Malam akhirnya mampir, sebentar
lagi larut. Pukul 10:00 aku masih mendampingi anak-anak ekskul mading yang
sedang menghadapi seleksi di sekolah. Malam ini kami, peserta dan pengurus
ekskul itu bermalam di sekolah bersama pembina kami. Sebentar lagi aku pensiun
karena akan naik ke kelas 3 SMA, kami tidak disarankan untuk aktif diekskul
lagi karena harus fokus untuk ujian. Untuk itu perekrutan anggota baru harus
direalisasikan sekaligus penunjukan penggantiku sebagai ketua koordinator
ekskul ini.
Waktu itu aku dan tim sedang
menyiapkan tempat tidur bagi peserta karena besok, hari minggu akan ada
kegiatan pagi-pagi sekaligus penutupan.
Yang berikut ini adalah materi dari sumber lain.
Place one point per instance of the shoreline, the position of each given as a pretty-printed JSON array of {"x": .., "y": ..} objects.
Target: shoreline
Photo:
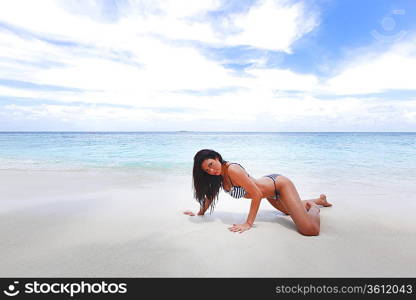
[{"x": 63, "y": 224}]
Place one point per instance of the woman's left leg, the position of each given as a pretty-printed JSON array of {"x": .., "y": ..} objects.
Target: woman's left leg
[
  {"x": 279, "y": 205},
  {"x": 307, "y": 221}
]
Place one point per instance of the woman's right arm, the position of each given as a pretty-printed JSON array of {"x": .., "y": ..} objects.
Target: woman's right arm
[{"x": 202, "y": 210}]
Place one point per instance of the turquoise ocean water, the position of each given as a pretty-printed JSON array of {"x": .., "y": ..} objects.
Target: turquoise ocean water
[
  {"x": 372, "y": 166},
  {"x": 331, "y": 155}
]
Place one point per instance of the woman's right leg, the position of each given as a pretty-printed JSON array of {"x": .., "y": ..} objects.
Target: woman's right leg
[
  {"x": 279, "y": 205},
  {"x": 307, "y": 221}
]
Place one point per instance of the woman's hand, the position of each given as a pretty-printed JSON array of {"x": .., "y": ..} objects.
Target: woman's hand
[
  {"x": 240, "y": 227},
  {"x": 192, "y": 214}
]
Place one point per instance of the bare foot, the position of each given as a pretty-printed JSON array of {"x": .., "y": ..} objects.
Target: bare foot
[
  {"x": 322, "y": 201},
  {"x": 310, "y": 204}
]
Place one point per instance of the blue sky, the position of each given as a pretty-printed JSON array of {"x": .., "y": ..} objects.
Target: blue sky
[{"x": 208, "y": 65}]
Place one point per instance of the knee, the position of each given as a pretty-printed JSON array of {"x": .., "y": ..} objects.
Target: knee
[{"x": 310, "y": 230}]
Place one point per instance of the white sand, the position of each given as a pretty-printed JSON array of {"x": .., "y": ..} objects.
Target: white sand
[{"x": 85, "y": 224}]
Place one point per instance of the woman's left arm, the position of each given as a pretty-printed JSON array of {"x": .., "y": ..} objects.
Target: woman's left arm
[{"x": 239, "y": 176}]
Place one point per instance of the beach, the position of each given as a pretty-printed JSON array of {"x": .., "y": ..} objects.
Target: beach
[{"x": 121, "y": 224}]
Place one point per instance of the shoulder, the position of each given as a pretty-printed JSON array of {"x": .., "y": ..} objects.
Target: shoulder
[{"x": 236, "y": 170}]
Ditengah gemuruh suara para peserta
seseorang memanggilku dari luar aku tahu dia dari kelas lain tapi kenapa tiba-tiba
muncul di sekolah jam begini dan bukan
anak ekskul. Aku dimintanya keluar dan ku turuti. Dia menunjukkan ku suatu
tempat dibelakang bangunan sekolah tidak jauh dari tempatku berdiri. Aku
melihat dua bayangan dari sini dan menghampirinya.
Seseorang muncul dihadapanku
dengan tiba-tiba membuatku terkejut. Untung saja aku tidak teriak. Ya, dia
teman sekelasku muncul dengan tawa terbahaknya. Sepertinya puas sekali. Lalu
dia menunjukkan seseorang yang sedang duduk dibelakangnya, aku minim melihatnya
karena keadaan lagi gelap, satu-satunya pencahayaan hanya flashlight hpku. Ku
arahkan cahayanya ke arah orang itu yang sedang mengunyah cemilan sambil
menaikkan alisnya lalu bilang “hai”, tengil sekali.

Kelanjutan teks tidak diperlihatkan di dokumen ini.